Early life and career
Dalton began his career as a schoolmaster and private tutor, later moving to the industrial and scientific community of Manchester. There he kept careful meteorological records, made precise measurements of gas mixtures, and lectured on natural philosophy. His systematic approach to measurement and experiment underpinned later theoretical work.
Atomic theory
Dalton is best known for formulating an early atomic theory that offered a simple framework for chemical combinations.
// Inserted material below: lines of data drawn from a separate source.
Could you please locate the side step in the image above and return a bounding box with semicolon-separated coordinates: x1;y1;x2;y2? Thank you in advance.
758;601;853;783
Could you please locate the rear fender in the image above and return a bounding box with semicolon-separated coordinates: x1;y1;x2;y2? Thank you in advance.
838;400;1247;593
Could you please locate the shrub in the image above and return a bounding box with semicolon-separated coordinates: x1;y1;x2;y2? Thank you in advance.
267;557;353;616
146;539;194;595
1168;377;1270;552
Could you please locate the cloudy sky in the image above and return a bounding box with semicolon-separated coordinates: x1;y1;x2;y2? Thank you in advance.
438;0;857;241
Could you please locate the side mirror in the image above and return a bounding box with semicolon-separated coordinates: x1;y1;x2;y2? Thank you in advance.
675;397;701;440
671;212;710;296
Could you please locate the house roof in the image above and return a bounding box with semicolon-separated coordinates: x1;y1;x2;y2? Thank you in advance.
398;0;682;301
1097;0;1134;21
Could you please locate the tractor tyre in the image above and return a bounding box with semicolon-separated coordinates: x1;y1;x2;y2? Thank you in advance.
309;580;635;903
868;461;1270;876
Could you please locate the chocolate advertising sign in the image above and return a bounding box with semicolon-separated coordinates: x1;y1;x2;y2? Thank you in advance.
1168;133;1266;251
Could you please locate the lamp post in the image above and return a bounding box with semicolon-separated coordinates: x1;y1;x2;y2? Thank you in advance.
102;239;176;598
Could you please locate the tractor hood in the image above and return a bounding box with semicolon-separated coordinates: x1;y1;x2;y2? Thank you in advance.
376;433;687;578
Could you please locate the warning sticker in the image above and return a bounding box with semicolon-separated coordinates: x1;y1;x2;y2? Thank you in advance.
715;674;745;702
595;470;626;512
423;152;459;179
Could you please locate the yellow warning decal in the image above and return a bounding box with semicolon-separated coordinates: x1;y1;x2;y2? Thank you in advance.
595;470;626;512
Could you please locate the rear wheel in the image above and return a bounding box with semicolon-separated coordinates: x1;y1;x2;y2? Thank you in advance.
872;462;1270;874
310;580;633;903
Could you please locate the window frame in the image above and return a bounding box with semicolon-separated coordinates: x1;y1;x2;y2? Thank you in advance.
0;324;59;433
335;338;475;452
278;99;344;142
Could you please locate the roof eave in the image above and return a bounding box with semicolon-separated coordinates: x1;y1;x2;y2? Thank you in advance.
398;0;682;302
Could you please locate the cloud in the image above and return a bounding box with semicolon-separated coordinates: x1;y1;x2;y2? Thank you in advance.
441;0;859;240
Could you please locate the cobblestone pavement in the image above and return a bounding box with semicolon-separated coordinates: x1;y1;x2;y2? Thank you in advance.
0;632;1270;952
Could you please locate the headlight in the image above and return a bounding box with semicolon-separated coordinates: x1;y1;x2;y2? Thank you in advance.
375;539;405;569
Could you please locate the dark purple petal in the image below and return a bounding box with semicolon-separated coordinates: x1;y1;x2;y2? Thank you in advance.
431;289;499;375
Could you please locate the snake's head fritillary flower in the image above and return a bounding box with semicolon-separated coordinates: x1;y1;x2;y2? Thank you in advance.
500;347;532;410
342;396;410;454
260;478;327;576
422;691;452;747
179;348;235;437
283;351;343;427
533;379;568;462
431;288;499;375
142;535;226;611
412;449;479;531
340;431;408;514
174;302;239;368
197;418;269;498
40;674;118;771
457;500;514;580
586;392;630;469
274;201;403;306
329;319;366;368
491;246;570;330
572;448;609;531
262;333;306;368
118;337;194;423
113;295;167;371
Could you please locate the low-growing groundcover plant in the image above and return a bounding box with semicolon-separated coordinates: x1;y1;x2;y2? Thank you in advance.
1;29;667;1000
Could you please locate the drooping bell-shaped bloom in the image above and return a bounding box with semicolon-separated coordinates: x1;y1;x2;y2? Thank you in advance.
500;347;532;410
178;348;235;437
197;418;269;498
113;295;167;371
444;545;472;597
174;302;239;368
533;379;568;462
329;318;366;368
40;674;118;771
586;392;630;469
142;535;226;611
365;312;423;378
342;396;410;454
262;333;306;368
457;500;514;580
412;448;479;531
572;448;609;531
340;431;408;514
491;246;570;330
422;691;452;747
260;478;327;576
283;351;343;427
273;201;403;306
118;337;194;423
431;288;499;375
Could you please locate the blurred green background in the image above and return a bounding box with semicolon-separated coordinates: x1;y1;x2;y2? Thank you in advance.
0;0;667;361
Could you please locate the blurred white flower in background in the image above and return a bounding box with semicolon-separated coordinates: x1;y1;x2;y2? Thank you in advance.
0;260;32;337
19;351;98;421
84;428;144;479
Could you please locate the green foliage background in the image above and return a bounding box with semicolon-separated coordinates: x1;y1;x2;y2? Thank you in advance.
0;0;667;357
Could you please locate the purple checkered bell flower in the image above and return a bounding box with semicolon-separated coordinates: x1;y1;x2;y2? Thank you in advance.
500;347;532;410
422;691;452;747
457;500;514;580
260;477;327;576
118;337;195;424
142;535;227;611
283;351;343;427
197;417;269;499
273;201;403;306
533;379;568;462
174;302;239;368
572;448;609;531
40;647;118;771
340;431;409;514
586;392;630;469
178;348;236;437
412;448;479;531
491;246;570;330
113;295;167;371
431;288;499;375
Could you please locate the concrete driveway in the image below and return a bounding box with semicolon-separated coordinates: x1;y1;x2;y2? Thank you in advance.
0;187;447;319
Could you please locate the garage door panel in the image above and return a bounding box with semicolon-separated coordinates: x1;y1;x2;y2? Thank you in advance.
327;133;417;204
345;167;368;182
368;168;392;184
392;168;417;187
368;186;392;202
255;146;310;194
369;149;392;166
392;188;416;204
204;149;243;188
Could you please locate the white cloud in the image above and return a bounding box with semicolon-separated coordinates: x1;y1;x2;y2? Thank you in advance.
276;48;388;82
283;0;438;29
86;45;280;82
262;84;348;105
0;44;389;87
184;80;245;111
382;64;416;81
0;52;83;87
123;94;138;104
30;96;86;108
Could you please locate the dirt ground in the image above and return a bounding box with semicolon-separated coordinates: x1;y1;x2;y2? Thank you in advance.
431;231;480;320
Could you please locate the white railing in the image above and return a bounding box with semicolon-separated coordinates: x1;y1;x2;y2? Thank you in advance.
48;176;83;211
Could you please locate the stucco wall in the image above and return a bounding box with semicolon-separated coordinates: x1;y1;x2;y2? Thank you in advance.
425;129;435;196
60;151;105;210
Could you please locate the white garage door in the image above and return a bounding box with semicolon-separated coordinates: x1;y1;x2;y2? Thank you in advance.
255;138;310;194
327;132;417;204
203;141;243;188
His main ideas can be summarized as:
- Elements are composed of indivisible particles called atoms.
- All atoms of a given element have identical properties and mass (as conceived then).
- Different elements have atoms of different masses and properties.
- Chemical compounds form when atoms combine in fixed numerical ratios.
- Chemical reactions rearrange atoms without creating or destroying them.
These propositions, presented in works such as A New System of Chemical Philosophy, provided a conceptual basis for chemical formulae and the determination of relative atomic weights; the subject is often referred to as atomic theory in historical accounts.
Other research and legacy
Dalton also investigated gases and formulated what became known as Dalton's law of partial pressures, important in physical chemistry and meteorology. He published the first systematic account of a form of color vision deficiency after realizing he and several family members could not distinguish certain hues; this condition has historically been called Daltonism. In modern science the atomic mass unit is commonly called the dalton (symbol Da) in his honor.
While later work refined and replaced parts of Dalton's original ideas, his insistence on measurement, simple hypotheses, and the notion of atoms as the basis of matter made a long-lasting contribution. He remains a central figure in the history of chemistry and physics, remembered both for theoretical advances and practical experimental records.